I have said before that m-learning using phones as internet access points may be a way for developing nations to bypass the infrastructure barriers to "traditional" e-learning. When you consider that one of the most basic requirements in such counties is literacy training, and that the elements of such training are text and audio, the phone is potentially a great way to deliver both in small learnable doses. What better way to learn the alphabet than on a device that is with you all the time and which can give you crystal-clear audio while showing you text?
Phonics on the phone? All that is needed is someone to sponsor it. If such learning were available on an 800 number, paid for by the government or some corporate sponsor, people would call in. If the learning bytes were transmitted to subscribers as storable SMS-plus-audio (MMS or multi media message service), that might be even cheaper. Or if simple phonics learning games designed to be downloadable to phones were available, they'd be used.

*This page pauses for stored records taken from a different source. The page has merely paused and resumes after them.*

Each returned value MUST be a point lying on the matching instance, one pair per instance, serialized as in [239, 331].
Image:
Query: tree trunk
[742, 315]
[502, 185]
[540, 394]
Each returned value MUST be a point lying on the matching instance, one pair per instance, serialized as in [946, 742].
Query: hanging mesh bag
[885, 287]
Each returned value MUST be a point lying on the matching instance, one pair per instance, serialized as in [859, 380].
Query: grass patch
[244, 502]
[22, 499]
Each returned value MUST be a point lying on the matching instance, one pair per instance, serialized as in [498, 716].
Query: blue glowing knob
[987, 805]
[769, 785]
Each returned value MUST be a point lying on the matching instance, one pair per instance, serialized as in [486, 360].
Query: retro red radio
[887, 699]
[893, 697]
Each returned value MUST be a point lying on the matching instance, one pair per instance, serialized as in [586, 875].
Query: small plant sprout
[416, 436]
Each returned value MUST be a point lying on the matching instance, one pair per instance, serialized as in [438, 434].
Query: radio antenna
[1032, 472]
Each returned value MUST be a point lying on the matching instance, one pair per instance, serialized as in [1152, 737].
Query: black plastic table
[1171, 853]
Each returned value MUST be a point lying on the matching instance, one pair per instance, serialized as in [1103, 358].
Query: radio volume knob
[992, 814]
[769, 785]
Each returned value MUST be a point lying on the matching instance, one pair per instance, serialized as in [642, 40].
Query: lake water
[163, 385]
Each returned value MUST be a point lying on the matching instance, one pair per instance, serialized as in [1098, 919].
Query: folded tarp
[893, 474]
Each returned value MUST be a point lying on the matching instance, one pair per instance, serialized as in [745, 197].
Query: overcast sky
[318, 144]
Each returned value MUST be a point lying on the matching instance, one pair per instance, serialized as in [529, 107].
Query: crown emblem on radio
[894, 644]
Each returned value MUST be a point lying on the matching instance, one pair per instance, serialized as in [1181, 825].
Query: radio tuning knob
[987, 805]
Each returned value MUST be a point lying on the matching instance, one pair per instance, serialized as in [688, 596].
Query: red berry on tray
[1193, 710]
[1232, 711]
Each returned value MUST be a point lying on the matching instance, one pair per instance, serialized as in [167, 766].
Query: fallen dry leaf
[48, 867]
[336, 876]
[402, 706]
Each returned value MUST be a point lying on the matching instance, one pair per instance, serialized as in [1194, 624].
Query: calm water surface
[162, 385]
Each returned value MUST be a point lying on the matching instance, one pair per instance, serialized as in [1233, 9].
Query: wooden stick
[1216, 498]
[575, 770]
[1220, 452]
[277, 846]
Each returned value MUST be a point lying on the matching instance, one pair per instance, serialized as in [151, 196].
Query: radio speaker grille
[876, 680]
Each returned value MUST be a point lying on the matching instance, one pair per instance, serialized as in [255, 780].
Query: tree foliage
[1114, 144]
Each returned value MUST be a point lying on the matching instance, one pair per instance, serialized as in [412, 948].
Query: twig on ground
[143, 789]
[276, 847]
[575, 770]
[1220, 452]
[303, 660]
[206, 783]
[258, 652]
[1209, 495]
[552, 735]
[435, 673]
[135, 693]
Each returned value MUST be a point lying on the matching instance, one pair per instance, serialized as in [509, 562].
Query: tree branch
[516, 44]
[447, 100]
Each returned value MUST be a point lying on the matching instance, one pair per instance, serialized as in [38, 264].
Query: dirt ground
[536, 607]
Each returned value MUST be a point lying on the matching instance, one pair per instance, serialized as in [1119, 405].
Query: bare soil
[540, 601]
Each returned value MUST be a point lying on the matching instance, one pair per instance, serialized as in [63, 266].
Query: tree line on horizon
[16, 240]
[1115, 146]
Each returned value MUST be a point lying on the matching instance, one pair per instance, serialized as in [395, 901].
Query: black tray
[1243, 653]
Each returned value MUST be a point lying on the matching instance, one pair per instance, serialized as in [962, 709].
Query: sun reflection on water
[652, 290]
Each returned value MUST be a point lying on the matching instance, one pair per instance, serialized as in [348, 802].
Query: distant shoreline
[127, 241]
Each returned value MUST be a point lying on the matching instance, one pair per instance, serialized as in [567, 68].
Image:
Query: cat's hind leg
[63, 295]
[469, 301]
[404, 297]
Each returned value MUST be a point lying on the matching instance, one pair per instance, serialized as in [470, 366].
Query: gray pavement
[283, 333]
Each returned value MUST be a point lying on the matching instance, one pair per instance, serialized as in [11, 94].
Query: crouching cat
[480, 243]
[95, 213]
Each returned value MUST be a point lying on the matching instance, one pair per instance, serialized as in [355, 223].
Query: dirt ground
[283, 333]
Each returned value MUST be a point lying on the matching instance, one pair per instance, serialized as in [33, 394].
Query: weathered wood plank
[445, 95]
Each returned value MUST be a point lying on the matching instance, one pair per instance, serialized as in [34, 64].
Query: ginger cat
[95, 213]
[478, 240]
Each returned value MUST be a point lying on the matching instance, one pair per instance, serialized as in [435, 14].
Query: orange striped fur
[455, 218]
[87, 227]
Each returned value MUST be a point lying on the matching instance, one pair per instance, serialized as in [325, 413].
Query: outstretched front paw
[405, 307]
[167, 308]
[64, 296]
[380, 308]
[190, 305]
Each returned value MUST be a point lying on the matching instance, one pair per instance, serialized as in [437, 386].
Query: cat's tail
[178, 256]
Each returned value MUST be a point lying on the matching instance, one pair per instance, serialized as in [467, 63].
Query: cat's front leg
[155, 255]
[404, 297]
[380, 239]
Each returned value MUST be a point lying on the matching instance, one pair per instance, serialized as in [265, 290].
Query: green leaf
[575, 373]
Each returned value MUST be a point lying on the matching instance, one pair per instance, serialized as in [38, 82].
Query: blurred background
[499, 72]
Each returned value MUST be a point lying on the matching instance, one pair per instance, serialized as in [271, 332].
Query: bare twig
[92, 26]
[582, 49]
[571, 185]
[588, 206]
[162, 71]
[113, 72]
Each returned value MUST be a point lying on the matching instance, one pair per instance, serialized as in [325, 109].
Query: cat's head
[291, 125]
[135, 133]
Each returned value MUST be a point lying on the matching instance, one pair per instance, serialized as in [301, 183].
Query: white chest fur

Governments (and those like the World Bank who nudge them) need to get more creative and less traditional, more pragmatic and less dogmatic, in the way they think about solving their educational problems. In the internet era of rapid prototyping, nobody builds massive oil tankers when a fleet of cheap inflatable high-speed boats can accomplish most of their goals. Sometimes a little bit of success right now can contribute dramatically to the success of The Big Plan long-term.